E.l.f. continues to see success online and with retail partners, he said, and has already put out some of its holiday offerings.
That call is related to supply chain disruptions, which have caused E.l.f. transportation issues. Amin said the company saw the “container imbalance” five to six months ago, and switched plans to make sure key products would be in stock.
“We made some tough choices early on. We decided to take up our inventory levels just to make sure we had enough inventory here knowing that it would be longer lead in terms of getting inventory in. We canceled the main part of our holiday program, really prioritizing that container space for our core business,” Amin said. “We proactively talked to our customers about doing that, and a few months later every single one of them said, ‘Oh my god, you guys are so far ahead of everyone else. No one’s able to get us their holiday collections,’” Amin said.
“Even with all the supply chain disruptions, I would say [we’ve] been able to keep in-stock levels with our key customers around 95 percent,” he added.
E.l.f. has also diversified its supply chain, and added new suppliers in Thailand and Taiwan, Amin said.
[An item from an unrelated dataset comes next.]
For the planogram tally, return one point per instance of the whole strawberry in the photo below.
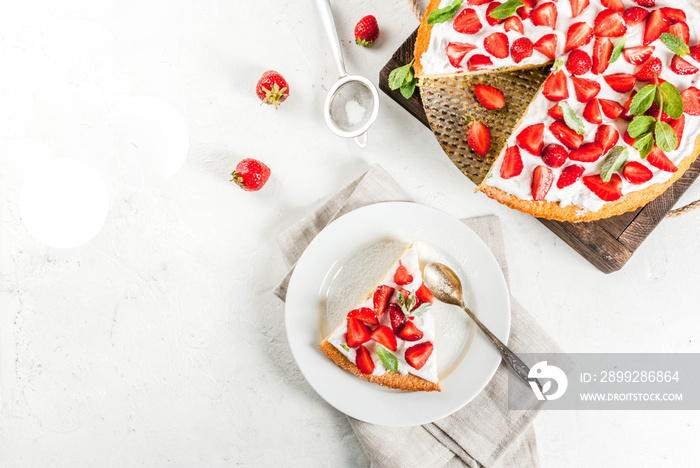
(272, 88)
(366, 31)
(250, 175)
The company canceled plans to open a manufacturing facility in California. “As we came out of the restrictions opening up, the business case of it didn’t really pan out,” Amin said. “We’re still interested in diversification of our supply chain.”
Many other businesses — including Procter & Gamble and the Estée Lauder Cos. — have increased prices due to higher supply chain costs, but Amin said E.l.f. has not raised them yet. “We priced earlier this year on a subset of our skus — we took a pretty big price increase internationally, that’s done really well,” Amin said. “Imbalances tend to balance…the cost per container is way higher than it was last year. We’re not seeing it continue to rise, we’re seeing it start to moderate a bit.”